Она врала, а Сиду было наплевать. В те дни он решил плевать практически на все. Он продолжил пить в одиночку. Лежащая рядом Блу надулась и делала вид, что спит. В семь часов утра ему захотелось трахаться. Он положил на нее руку, и она уступила — без энтузиазма и без сопротивления. Потом он понял, что умирает от голода, и потащился на кухню. В два счета проглотил свой чизбургер, — от пустого взгляда детей-куклоидов становилось не по себе. Куклоиды спали стоя с полуприкрытыми глазами, как лошади в стойле. Он вернулся в комнату. Коридоры качало. Он лег рядом с Блу и, призвав на помощь скудные запасы нежности, в знак примирения погладил ее по волосам. Откуда-то из недр квартиры послышалась заставка мультфильма.

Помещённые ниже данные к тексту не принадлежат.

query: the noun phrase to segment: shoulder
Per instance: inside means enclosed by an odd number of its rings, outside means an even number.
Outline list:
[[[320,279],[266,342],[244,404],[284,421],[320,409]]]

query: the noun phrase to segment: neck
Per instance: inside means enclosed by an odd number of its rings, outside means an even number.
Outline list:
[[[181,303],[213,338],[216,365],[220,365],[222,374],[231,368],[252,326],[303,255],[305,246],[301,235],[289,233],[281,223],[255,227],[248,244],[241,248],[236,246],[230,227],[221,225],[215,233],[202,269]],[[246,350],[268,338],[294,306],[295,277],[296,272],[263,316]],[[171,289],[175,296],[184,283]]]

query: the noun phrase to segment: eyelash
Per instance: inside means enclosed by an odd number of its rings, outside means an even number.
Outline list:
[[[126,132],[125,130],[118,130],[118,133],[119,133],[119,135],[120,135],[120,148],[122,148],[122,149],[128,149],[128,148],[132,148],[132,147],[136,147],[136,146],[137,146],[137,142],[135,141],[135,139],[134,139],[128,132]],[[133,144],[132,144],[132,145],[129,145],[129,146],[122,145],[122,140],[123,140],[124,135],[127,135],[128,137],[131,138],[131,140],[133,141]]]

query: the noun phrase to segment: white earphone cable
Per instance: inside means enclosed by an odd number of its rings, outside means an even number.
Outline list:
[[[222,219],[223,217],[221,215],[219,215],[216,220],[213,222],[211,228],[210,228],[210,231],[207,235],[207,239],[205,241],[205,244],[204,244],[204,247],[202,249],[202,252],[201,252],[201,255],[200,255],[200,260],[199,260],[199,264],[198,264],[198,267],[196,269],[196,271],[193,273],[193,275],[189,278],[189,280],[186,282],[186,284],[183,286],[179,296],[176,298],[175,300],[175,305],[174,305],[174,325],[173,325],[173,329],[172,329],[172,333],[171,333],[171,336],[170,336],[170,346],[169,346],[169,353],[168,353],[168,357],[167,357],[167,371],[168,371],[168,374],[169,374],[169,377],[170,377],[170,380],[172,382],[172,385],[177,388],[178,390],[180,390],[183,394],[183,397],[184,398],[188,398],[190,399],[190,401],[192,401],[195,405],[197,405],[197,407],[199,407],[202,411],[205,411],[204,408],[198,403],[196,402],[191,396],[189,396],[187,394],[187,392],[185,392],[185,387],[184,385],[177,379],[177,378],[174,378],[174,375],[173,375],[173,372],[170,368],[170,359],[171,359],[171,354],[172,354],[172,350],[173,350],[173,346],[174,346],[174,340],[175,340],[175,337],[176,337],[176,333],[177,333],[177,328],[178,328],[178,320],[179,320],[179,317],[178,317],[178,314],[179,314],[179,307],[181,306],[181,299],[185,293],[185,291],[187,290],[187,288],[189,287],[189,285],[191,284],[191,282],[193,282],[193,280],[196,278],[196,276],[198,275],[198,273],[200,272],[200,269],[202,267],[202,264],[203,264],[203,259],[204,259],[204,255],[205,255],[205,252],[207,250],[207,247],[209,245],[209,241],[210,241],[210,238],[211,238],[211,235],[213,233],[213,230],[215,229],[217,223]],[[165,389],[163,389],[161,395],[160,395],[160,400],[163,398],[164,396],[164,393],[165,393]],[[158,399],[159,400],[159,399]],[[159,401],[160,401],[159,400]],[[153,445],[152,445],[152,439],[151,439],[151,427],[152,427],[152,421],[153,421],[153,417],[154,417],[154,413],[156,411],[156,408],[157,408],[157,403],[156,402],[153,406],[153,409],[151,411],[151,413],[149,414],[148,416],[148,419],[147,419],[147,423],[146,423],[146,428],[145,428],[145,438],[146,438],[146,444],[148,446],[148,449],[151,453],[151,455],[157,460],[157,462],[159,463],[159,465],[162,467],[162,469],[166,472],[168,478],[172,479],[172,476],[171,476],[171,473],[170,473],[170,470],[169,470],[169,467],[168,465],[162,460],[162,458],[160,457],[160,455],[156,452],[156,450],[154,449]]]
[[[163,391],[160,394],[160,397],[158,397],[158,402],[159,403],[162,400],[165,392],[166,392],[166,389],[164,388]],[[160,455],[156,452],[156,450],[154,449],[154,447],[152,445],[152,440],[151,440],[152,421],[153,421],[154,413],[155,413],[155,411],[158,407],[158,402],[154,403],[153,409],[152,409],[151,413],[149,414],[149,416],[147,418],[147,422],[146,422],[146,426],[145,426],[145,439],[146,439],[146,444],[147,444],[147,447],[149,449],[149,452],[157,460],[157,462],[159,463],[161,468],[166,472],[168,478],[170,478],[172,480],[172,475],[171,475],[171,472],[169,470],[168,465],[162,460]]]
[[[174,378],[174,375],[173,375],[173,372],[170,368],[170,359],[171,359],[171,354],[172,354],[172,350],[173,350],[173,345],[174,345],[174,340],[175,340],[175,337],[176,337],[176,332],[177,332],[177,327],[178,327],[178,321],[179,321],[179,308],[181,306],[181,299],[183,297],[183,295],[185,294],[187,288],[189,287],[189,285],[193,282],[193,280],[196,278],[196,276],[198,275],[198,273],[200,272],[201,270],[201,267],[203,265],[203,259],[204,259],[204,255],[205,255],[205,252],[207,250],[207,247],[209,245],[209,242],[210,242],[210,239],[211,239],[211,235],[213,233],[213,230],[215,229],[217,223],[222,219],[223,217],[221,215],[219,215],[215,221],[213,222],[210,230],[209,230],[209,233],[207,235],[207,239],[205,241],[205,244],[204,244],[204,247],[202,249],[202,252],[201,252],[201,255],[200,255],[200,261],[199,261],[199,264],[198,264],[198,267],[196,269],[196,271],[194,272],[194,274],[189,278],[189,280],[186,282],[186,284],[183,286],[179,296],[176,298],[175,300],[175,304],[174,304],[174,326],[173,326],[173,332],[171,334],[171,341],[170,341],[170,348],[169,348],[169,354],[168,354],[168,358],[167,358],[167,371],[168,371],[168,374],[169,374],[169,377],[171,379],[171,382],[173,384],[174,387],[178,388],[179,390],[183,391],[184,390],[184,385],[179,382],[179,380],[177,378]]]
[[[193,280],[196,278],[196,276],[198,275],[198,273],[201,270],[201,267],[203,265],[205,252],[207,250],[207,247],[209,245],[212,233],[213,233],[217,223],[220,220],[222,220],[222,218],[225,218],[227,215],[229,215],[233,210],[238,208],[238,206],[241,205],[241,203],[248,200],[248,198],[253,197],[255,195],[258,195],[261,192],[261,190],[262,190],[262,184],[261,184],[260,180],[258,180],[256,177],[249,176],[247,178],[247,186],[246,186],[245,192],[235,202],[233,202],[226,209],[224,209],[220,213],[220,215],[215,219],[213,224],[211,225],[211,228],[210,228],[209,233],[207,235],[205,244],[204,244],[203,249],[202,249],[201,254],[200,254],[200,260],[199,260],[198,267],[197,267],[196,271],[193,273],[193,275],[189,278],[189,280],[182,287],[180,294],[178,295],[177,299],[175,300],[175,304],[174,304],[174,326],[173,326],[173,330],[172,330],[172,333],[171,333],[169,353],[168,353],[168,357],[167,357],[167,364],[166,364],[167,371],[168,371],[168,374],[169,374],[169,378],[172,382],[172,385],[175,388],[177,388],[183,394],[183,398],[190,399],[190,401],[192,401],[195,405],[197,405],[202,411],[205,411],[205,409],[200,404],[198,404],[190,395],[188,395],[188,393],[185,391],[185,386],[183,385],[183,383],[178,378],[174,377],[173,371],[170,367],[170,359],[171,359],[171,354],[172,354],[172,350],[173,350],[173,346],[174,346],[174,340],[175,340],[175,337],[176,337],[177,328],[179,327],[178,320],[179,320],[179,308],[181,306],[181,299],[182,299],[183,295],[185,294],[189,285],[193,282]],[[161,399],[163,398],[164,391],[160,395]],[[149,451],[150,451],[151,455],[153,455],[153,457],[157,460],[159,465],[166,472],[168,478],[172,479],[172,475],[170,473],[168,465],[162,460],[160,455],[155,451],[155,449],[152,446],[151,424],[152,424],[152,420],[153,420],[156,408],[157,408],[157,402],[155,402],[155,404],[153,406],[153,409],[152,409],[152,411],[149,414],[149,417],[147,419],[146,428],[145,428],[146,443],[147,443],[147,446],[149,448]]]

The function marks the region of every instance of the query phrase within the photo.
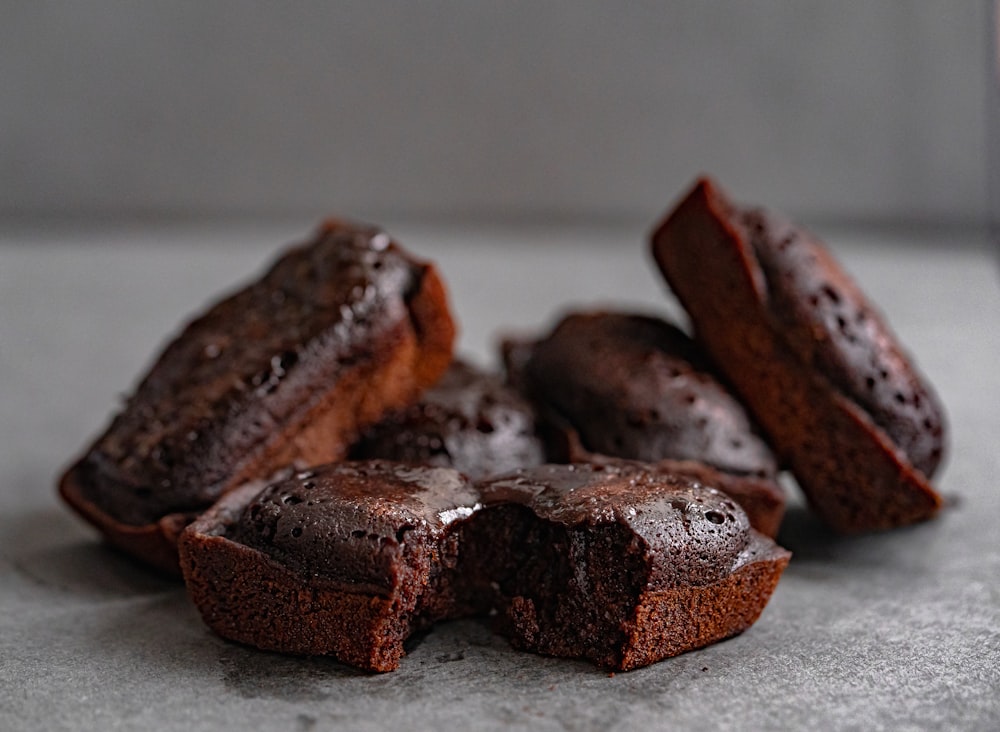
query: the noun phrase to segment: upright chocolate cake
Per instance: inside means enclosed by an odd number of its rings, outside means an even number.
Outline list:
[[[819,240],[702,179],[652,243],[699,342],[831,526],[937,513],[941,406]]]

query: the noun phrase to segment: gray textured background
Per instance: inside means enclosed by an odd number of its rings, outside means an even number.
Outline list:
[[[3,3],[0,216],[986,211],[988,4]]]

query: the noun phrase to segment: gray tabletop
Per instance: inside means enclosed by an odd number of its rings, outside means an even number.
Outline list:
[[[740,637],[629,673],[518,653],[475,621],[391,674],[209,633],[183,587],[104,548],[60,468],[157,346],[301,222],[0,231],[0,729],[1000,728],[1000,288],[975,236],[824,232],[938,387],[952,427],[931,523],[840,538],[793,498],[794,552]],[[642,231],[394,227],[438,260],[464,352],[568,307],[677,315]]]

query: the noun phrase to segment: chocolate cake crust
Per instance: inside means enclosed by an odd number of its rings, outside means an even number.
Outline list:
[[[498,375],[456,361],[416,404],[370,428],[351,457],[453,467],[479,479],[540,465],[545,448],[527,400]]]
[[[788,348],[858,404],[925,476],[944,454],[944,410],[881,314],[809,232],[761,209],[737,214]]]
[[[440,541],[479,507],[455,470],[352,461],[267,487],[226,536],[324,585],[389,595],[404,545]]]
[[[735,501],[637,463],[542,465],[479,484],[486,506],[514,503],[567,527],[620,524],[654,561],[648,589],[711,584],[747,561],[750,522]]]
[[[457,531],[480,508],[449,468],[322,466],[224,496],[181,536],[181,568],[224,638],[391,671],[413,632],[462,611]]]
[[[571,313],[530,346],[513,377],[564,417],[583,445],[653,462],[699,460],[773,476],[774,456],[698,346],[658,318]],[[517,363],[509,364],[511,371]]]

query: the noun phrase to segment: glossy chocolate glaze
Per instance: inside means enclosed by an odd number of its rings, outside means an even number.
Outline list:
[[[871,416],[925,475],[944,444],[944,412],[882,316],[807,232],[762,210],[738,212],[768,309],[789,348]]]
[[[203,508],[255,448],[408,317],[420,265],[378,229],[330,221],[164,350],[81,465],[87,497],[147,524]]]
[[[454,467],[473,479],[545,459],[532,406],[500,377],[462,362],[417,404],[369,430],[351,456]]]
[[[698,460],[744,475],[776,471],[698,346],[662,320],[575,313],[532,346],[506,344],[504,354],[512,383],[569,422],[590,451]]]
[[[379,671],[413,632],[486,614],[515,647],[636,668],[745,630],[789,556],[718,491],[629,461],[475,488],[450,468],[329,465],[228,493],[180,547],[223,637]]]
[[[265,488],[226,536],[306,577],[388,594],[404,565],[433,552],[453,524],[480,508],[479,494],[456,470],[345,462]]]
[[[727,495],[628,461],[543,465],[479,484],[489,507],[519,504],[568,528],[621,525],[647,547],[647,588],[707,585],[770,551]]]

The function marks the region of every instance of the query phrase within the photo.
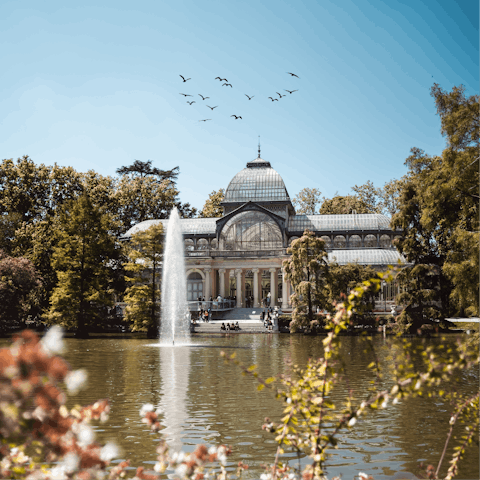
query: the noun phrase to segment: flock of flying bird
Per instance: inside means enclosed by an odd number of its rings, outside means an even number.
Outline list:
[[[298,75],[295,75],[295,74],[292,73],[292,72],[286,72],[286,73],[288,73],[288,74],[291,75],[292,77],[296,77],[296,78],[300,79],[300,77],[299,77]],[[183,75],[180,75],[180,77],[182,78],[183,83],[186,83],[186,82],[188,82],[189,80],[191,80],[191,78],[185,78]],[[231,83],[228,83],[228,80],[227,80],[226,78],[215,77],[215,80],[219,80],[220,82],[225,82],[225,83],[222,84],[222,87],[230,87],[230,88],[233,88],[232,84],[231,84]],[[294,92],[298,92],[298,90],[284,90],[284,91],[285,91],[285,92],[288,92],[290,95],[291,95],[292,93],[294,93]],[[279,98],[268,97],[272,102],[278,102],[281,98],[287,96],[287,94],[283,94],[283,95],[282,95],[282,94],[279,93],[279,92],[275,92],[275,93],[279,96]],[[183,95],[185,98],[187,98],[187,97],[192,97],[192,98],[193,98],[193,95],[189,95],[189,94],[187,94],[187,93],[180,93],[180,95]],[[251,100],[252,98],[255,97],[255,95],[250,96],[250,95],[247,95],[246,93],[245,93],[244,95],[248,98],[248,100]],[[203,96],[203,95],[200,94],[200,93],[198,94],[198,96],[202,98],[202,101],[207,100],[207,99],[210,98],[210,97],[205,97],[205,96]],[[189,105],[193,105],[194,103],[197,103],[197,102],[195,102],[195,100],[192,100],[192,101],[188,101],[188,100],[187,100],[187,103],[188,103]],[[212,112],[213,112],[213,110],[215,110],[215,108],[218,108],[218,105],[215,105],[214,107],[211,107],[210,105],[206,105],[206,106],[207,106]],[[243,120],[240,115],[230,115],[230,117],[233,117],[235,120],[239,120],[239,119],[240,119],[240,120]],[[205,119],[203,119],[203,120],[199,120],[199,122],[208,122],[208,121],[210,121],[210,120],[212,120],[212,119],[211,119],[211,118],[205,118]]]

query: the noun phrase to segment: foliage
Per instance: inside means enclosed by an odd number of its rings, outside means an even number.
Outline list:
[[[208,196],[205,201],[205,205],[200,212],[200,217],[202,218],[216,218],[223,215],[223,207],[221,203],[225,198],[225,189],[220,188],[219,190],[214,190]]]
[[[311,326],[317,308],[326,305],[325,282],[327,273],[327,251],[325,242],[305,230],[287,249],[291,256],[283,261],[286,279],[292,284],[293,313],[290,330],[300,326]]]
[[[436,273],[443,314],[478,315],[478,96],[436,84],[431,94],[447,148],[435,157],[411,150],[392,226],[404,231],[397,246],[407,260]]]
[[[336,262],[330,262],[325,283],[325,288],[328,292],[326,310],[334,313],[337,299],[358,287],[362,282],[376,277],[375,269],[368,265],[359,265],[358,263],[339,265]],[[370,294],[364,294],[357,305],[357,312],[363,314],[372,311],[374,306],[375,297]]]
[[[352,190],[355,192],[357,199],[366,206],[368,212],[365,213],[382,212],[382,190],[376,188],[370,180],[363,185],[355,185]]]
[[[125,320],[131,322],[133,331],[156,330],[160,320],[162,224],[133,234],[126,250],[126,280],[130,285],[125,291]]]
[[[112,304],[112,280],[119,257],[110,215],[95,207],[88,195],[66,202],[56,222],[52,265],[58,275],[53,290],[50,323],[76,328],[87,335],[87,326],[102,317]]]
[[[304,369],[292,366],[293,375],[263,379],[256,371],[256,365],[245,367],[236,359],[235,354],[222,356],[239,365],[243,373],[251,375],[259,382],[259,390],[272,389],[277,399],[284,402],[284,417],[274,423],[265,420],[263,428],[275,435],[278,443],[275,462],[267,467],[265,480],[287,479],[301,474],[304,479],[325,479],[325,467],[329,450],[337,447],[338,435],[341,431],[354,427],[357,420],[378,409],[387,408],[399,401],[415,396],[436,396],[451,400],[455,407],[450,418],[450,429],[445,442],[444,451],[437,467],[428,466],[428,478],[452,479],[458,471],[458,463],[466,448],[478,435],[479,425],[479,393],[471,397],[462,397],[455,392],[446,393],[442,383],[454,378],[459,372],[468,370],[479,364],[478,344],[467,346],[458,342],[455,346],[439,348],[420,345],[415,349],[405,339],[401,346],[390,345],[394,358],[394,371],[391,372],[393,385],[384,387],[384,372],[369,337],[364,338],[365,355],[371,358],[369,370],[372,381],[368,396],[363,399],[353,397],[351,391],[340,406],[332,403],[332,392],[343,375],[343,359],[341,356],[341,332],[347,330],[364,295],[376,294],[381,280],[392,280],[392,274],[379,273],[377,278],[363,282],[362,286],[353,289],[342,303],[337,303],[333,316],[328,316],[326,329],[329,331],[323,340],[324,356],[318,360],[310,360]],[[413,361],[415,357],[416,361]],[[445,452],[453,438],[453,427],[460,421],[463,434],[457,438],[457,446],[450,462],[450,467],[442,473]],[[293,452],[310,458],[310,463],[303,472],[296,471],[291,465],[283,464],[281,456]],[[288,458],[288,457],[286,457]],[[361,478],[368,477],[361,474]]]
[[[356,195],[340,196],[323,201],[319,213],[321,215],[346,215],[355,210],[356,213],[372,213],[363,200]]]
[[[26,320],[40,286],[41,278],[32,262],[9,257],[0,250],[0,328],[8,322]]]
[[[179,171],[179,167],[174,167],[171,170],[161,170],[160,168],[152,167],[152,160],[147,160],[146,162],[135,160],[132,165],[117,168],[119,175],[132,174],[140,177],[154,175],[160,180],[177,180]]]
[[[317,215],[322,203],[321,194],[318,188],[302,188],[292,200],[297,215]]]

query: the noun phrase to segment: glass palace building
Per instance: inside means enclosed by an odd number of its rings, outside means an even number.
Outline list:
[[[328,260],[357,262],[385,270],[405,259],[393,246],[399,232],[379,214],[297,215],[282,177],[260,158],[231,180],[220,218],[182,219],[188,300],[221,295],[244,307],[253,298],[258,307],[271,293],[271,304],[289,308],[291,286],[282,262],[289,244],[308,229],[326,242]],[[125,237],[167,220],[147,220]],[[397,287],[387,286],[382,298],[391,303]]]

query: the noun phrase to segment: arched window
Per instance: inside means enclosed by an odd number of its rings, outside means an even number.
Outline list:
[[[191,238],[185,239],[185,250],[193,250],[193,240]]]
[[[210,242],[210,248],[216,250],[218,248],[218,242],[217,242],[217,239],[214,238],[211,242]]]
[[[197,300],[203,297],[202,276],[198,272],[192,272],[187,277],[187,301]]]
[[[351,248],[360,248],[362,246],[362,239],[358,235],[352,235],[348,243]]]
[[[333,240],[333,246],[335,248],[345,248],[347,241],[343,235],[337,235]]]
[[[325,247],[330,248],[332,246],[332,240],[327,235],[322,235],[320,237],[325,242]]]
[[[376,247],[377,246],[377,237],[375,235],[367,235],[365,237],[365,246],[366,247]]]
[[[208,240],[206,238],[197,240],[197,250],[208,250]]]
[[[220,234],[225,250],[270,250],[283,247],[282,232],[266,213],[241,212],[228,220]]]
[[[380,246],[382,248],[388,248],[392,246],[392,242],[390,240],[390,235],[382,235],[380,237]]]

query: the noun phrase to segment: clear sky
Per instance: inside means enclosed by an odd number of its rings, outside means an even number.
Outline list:
[[[410,148],[445,146],[434,82],[478,93],[478,20],[472,0],[3,0],[0,157],[178,165],[181,200],[201,208],[260,135],[292,198],[383,186]]]

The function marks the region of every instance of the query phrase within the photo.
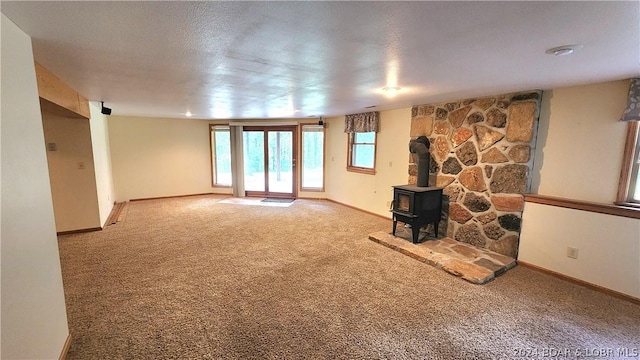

— Мне хочется уйти отсюда вместе с тобой, — сказала Блу, и Сиду показалось, что она плачет, но когда он развернул ее к себе, чтобы посмотреть, глаза у нее были сухие.
Куда они могли уйти? Встреча с Тевером и его помощь были посланы свыше. В качестве экс-полицейского Сиду уже доводилось заглядывать за фасад Блока. Куда могли податься беглецы?
Гиперцентрал знал все. Все официальные связи и случайные встречи там были зафиксированы и классифицированы. Даже самые жалкие отели не могли приютить банкотрупов. Их тут же сдавали в Нелегалку. Оставалась маловероятная удача или бегство в зоны. Случай свел Сида с Тевером. Ни трейсера, ни банковского импланта при их встрече не было. Их связь не зарегистрирована. В этой хате можно было продержаться еще несколько дней. Несколько дней, за которые можно решить, бежать или оставаться. Отсек или зоны… Отличный выбор. Он поскреб в затылке, но третьего варианта не нашел.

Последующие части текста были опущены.